Presentation: Cassandra in Production @ Digg - Arin Sarkissian
It looks like the Digg guys are the most public about their usage of Cassandra. Arin’s presentation below is a bit less technical than the ☞ article published a while back, but also has some nice additions.
My notes:
- how it is to use an alpha-stage project that you don’t have any idea how others are using
- the problem with sharding is that there’s no standard way to doing it
- if you start giving away features in your RDBMS why not also looking at alternatives?
-
why Cassandra:
- easy administration (nb at least the promise of)
- no SPF
- more flexible than key-value stores
loading data: MySQL -> Hadoop -> Cassandra
This sounds like a complex process. Arin is mentioning the use of Scribe at Digg and I was wondering if using Scribe to directly get data into Cassandra wouldn’t have been more easier.

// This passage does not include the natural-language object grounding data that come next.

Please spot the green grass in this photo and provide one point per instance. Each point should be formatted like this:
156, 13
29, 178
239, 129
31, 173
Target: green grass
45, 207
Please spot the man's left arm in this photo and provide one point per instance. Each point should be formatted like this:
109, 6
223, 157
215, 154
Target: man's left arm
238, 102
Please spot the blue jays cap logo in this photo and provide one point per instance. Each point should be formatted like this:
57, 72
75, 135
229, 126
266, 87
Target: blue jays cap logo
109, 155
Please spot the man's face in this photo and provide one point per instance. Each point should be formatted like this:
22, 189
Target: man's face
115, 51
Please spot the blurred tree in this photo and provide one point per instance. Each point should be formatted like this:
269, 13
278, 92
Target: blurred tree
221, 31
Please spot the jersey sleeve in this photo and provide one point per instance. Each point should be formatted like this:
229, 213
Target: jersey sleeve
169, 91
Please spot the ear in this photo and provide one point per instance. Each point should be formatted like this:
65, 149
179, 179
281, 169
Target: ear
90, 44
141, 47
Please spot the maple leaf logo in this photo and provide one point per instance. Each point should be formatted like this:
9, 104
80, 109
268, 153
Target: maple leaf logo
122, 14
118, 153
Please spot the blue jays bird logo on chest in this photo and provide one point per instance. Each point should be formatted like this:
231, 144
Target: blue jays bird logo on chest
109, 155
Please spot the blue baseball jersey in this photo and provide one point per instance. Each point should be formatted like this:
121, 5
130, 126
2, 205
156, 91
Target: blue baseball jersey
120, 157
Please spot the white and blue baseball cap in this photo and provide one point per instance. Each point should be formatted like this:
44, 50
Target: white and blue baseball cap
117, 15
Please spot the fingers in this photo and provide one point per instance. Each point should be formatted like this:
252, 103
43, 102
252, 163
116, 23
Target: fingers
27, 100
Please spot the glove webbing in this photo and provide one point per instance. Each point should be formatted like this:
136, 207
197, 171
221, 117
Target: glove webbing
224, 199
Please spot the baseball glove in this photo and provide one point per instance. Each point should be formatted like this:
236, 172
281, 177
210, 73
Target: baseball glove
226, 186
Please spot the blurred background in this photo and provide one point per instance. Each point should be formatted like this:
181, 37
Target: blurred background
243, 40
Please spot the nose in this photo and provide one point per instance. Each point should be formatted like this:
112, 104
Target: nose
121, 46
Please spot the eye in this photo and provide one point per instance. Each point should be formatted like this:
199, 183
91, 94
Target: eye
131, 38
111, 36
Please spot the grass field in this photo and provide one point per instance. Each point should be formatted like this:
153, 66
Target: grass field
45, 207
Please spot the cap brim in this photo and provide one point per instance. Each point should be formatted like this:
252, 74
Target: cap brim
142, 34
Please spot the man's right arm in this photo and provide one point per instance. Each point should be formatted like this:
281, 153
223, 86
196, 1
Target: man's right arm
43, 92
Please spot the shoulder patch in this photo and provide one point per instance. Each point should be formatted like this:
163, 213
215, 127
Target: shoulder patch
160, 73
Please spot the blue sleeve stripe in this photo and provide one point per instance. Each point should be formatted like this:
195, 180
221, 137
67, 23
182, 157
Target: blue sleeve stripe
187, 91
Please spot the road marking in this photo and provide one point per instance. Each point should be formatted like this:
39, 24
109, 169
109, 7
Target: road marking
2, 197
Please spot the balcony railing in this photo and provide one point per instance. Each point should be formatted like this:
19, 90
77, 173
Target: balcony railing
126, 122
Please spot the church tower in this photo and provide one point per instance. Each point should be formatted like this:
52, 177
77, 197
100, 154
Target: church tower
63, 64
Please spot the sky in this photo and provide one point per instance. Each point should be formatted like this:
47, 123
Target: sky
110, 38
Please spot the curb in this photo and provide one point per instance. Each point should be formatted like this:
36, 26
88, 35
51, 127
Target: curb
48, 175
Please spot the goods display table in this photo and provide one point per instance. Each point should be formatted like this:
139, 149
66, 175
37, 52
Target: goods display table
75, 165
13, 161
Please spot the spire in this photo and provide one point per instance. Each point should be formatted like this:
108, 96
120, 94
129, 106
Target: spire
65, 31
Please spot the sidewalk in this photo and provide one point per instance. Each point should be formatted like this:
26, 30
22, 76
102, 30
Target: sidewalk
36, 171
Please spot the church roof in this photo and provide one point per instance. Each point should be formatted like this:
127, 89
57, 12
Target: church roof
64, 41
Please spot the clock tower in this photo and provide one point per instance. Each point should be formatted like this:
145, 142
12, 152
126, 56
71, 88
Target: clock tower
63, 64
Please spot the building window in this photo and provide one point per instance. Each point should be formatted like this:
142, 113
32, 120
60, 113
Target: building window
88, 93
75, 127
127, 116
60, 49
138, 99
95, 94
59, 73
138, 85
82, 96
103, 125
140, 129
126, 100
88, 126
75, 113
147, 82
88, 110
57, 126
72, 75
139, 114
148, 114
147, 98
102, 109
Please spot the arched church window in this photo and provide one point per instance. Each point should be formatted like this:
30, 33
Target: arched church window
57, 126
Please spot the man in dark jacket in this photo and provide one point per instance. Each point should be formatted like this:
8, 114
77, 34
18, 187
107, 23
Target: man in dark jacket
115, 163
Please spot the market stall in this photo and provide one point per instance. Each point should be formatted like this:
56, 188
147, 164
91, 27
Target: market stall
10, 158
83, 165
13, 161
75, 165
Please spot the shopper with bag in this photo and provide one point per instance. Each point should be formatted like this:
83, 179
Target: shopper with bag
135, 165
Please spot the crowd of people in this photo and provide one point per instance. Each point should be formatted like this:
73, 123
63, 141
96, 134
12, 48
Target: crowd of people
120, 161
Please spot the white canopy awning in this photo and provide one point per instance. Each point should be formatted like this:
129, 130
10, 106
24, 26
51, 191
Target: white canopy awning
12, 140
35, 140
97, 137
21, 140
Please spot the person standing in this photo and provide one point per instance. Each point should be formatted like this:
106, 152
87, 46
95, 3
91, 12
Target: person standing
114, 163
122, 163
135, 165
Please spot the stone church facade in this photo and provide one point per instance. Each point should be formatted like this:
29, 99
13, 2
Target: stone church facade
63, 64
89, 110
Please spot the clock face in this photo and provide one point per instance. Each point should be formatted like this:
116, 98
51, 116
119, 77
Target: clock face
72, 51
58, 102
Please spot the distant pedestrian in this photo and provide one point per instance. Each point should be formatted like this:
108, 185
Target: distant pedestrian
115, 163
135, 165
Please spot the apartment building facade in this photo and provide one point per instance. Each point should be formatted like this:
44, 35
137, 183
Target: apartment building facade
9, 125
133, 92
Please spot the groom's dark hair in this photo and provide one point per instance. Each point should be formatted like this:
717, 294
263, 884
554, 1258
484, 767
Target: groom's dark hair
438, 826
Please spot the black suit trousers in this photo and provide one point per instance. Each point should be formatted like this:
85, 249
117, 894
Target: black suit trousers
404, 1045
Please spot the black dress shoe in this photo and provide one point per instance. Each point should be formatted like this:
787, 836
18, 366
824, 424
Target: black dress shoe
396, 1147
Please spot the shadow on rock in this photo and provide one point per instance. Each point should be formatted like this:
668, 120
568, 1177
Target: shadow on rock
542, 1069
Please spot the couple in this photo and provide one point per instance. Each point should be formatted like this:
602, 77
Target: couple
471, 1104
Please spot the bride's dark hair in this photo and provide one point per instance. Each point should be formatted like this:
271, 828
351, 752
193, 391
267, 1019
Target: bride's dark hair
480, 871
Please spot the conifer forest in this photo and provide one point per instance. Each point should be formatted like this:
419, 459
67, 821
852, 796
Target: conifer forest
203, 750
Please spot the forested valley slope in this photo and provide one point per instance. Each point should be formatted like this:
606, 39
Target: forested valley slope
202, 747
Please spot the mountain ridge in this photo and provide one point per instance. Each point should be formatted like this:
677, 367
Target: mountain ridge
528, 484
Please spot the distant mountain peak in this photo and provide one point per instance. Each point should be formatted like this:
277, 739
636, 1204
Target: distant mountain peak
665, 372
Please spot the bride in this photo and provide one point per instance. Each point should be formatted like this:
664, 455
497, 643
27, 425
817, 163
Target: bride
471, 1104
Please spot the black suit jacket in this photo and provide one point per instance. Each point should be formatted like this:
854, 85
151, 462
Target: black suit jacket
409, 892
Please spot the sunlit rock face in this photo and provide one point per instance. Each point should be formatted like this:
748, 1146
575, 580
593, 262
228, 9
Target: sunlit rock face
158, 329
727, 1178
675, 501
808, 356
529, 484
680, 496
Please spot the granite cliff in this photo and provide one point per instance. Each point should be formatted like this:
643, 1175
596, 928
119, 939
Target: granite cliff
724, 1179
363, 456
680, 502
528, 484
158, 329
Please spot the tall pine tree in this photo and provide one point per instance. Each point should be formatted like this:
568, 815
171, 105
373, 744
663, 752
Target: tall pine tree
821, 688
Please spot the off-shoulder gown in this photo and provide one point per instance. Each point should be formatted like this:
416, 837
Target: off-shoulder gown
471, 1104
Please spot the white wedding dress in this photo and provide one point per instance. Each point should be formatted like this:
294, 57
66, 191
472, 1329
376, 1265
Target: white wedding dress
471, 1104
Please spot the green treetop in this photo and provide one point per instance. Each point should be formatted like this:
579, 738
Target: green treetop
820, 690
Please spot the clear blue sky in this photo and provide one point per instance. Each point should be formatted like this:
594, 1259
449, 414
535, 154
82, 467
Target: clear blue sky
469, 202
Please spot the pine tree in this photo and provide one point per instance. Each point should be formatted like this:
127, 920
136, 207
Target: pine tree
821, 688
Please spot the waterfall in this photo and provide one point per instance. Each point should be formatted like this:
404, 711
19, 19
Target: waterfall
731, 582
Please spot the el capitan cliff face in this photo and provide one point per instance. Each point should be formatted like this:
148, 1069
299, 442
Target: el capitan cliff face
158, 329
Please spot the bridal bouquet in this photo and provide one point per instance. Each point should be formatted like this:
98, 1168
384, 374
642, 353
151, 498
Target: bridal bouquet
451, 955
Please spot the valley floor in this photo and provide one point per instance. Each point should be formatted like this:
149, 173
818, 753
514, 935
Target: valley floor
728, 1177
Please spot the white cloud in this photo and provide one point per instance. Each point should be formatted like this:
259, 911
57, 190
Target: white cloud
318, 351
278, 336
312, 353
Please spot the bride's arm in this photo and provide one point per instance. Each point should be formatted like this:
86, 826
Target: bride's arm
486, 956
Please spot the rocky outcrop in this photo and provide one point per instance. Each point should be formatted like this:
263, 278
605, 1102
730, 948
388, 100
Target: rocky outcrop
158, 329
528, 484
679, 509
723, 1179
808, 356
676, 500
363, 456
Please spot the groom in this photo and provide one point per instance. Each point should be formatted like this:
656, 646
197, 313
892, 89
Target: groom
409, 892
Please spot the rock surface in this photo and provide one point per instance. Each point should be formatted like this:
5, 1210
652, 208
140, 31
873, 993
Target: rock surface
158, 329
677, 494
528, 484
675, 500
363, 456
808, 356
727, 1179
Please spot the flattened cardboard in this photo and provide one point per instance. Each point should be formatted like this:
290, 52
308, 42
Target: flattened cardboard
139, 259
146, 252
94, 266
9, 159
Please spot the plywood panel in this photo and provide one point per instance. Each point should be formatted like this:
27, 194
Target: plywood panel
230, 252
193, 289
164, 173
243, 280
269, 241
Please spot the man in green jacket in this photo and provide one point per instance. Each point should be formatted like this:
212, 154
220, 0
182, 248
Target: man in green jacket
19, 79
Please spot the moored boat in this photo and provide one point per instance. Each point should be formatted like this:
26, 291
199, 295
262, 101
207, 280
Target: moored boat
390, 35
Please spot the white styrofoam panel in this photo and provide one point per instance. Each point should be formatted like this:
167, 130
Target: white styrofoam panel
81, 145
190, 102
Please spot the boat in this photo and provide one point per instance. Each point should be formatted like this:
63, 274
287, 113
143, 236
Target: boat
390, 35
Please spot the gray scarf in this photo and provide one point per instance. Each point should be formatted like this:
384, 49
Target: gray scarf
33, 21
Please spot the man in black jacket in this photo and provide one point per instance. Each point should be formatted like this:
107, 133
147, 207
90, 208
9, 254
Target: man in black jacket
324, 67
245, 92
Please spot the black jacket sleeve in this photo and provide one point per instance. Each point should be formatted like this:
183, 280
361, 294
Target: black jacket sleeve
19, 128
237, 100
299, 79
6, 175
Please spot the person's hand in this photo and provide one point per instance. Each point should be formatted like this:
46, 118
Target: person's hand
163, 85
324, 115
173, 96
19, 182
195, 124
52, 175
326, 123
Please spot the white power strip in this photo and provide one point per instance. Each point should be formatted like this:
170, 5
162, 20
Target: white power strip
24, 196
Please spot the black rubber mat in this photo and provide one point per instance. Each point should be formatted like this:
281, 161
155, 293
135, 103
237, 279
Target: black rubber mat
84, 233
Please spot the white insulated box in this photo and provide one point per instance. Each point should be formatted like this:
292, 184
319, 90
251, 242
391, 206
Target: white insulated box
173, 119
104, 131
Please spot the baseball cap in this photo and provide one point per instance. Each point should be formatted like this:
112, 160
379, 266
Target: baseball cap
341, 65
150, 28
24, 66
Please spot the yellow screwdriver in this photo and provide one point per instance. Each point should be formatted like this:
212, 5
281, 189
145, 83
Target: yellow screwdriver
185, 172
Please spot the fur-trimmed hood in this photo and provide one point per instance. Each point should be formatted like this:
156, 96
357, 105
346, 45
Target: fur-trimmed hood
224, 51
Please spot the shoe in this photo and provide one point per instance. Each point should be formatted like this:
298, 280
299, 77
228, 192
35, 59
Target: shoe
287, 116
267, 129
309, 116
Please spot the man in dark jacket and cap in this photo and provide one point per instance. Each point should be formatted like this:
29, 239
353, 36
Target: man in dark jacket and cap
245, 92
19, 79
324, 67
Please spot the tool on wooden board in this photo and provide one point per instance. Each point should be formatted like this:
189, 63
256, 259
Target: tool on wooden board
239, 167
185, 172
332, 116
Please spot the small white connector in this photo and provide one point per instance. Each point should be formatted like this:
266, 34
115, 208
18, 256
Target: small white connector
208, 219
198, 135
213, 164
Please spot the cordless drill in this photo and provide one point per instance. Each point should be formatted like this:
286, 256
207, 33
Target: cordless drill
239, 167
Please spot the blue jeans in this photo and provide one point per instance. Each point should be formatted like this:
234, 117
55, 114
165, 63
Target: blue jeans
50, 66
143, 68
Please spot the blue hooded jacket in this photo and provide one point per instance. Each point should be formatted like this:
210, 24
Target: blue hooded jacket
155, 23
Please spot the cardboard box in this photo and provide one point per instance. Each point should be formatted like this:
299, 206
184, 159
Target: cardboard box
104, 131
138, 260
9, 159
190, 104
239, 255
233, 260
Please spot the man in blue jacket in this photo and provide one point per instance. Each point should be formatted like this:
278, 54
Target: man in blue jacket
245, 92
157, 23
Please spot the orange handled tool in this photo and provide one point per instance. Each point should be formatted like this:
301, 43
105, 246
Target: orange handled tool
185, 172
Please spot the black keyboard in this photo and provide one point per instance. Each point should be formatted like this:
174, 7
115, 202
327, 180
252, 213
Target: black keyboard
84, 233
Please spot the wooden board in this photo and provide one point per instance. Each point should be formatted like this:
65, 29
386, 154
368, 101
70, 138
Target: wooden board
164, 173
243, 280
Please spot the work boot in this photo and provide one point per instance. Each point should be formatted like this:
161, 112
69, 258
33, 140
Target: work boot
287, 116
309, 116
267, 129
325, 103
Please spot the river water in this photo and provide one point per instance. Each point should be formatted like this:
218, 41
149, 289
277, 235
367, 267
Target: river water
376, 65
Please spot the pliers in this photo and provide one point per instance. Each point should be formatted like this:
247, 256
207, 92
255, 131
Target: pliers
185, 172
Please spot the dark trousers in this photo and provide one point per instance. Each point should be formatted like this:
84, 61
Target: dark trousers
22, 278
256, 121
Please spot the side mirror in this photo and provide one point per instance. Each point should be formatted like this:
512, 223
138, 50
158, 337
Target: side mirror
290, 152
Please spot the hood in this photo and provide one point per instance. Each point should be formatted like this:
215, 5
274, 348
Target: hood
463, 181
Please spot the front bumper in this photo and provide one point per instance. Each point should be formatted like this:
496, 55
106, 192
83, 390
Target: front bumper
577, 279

Anyway it’s difficult to say without knowing the details
- 12 servers initially, backed down to 8, 3TB of data
- Performance: < 1ms writes, ~4-5ms reads (nb: these are the numbers from the slides, but I find them odd)
I would have preferred to implement this service layer in Java as managing resources/pooling would have been better
No, we don’t hate SQL
- open sourced Python library for Cassandra lazyboy ☞